The town of Totma in Russia’s north might be small and relatively unknown, but it has played a key role in the country's history. One of the oldest in Russia, it is known as a town of museums and seafarers.
With a population of only 10,000, it is home to a range of stunning architecture. The town is known for its churches dating back to the 18th century, but it is even more famous for its museums and seafarers.
In the second half of the 18th century, 20 expeditions left from Totma – a fifth of all the voyages to leave Russia at the time.
One of the most important led to the discovery of the Commander Islands and the Aleutian Islands off the coast of Alaska. The crew rode on horseback across Russia to Irkutsk in Siberia before sailing down the river to reach the Pacific Ocean. But they weren’t only looking for land. Another goal of the expeditions was to find ways of developing the fur trade and getting income from it.
After returning home from sea the merchants donated their money to building churches in the town. All of them share distinct features with unique ornaments on the wall which are said to look as if they float across a blue sky in the direction of the sun.

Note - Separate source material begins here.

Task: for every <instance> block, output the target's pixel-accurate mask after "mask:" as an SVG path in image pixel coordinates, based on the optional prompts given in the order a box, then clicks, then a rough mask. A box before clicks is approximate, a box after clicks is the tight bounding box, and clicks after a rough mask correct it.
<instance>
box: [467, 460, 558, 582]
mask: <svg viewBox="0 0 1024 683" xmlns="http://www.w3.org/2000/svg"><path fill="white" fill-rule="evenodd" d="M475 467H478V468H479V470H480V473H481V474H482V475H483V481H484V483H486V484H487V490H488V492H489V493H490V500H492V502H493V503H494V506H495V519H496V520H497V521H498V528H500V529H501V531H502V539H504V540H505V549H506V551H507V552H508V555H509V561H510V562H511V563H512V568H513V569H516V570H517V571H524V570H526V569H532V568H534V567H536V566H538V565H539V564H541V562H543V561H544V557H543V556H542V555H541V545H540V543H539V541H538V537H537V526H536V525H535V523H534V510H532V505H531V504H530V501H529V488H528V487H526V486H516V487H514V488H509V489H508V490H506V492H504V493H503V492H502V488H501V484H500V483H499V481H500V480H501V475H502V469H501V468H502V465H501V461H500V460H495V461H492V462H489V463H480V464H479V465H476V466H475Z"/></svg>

One such merchant was Ivan Kuskov. He was born in Totma in 1765, and after making his fortune, returned to spend his last days there, where a memorial museum to his life now stands. At the age of 22, Kuskov left Totma for Irkutsk, soon becoming involved in the Russian-American company, where he was Deputy Head for more than 20 years.
But it is his voyage to America and work in the fur trade for which he is most remembered. His main achievement is considered to be the foundation of a fortress in California. Kuskov spent 30 years of his life, building Fort Ross in Bodega Bay. To honour this, Ivan Kuskov was awarded a medal, recognising him as a national hero.
It might be nearly 200 years since his death but in Totma his legacy lives on. Every year on the 2nd Sunday of August, the church bells ring in Totma and at Fort Ross to ensure his work for Russian-America is never forgotten.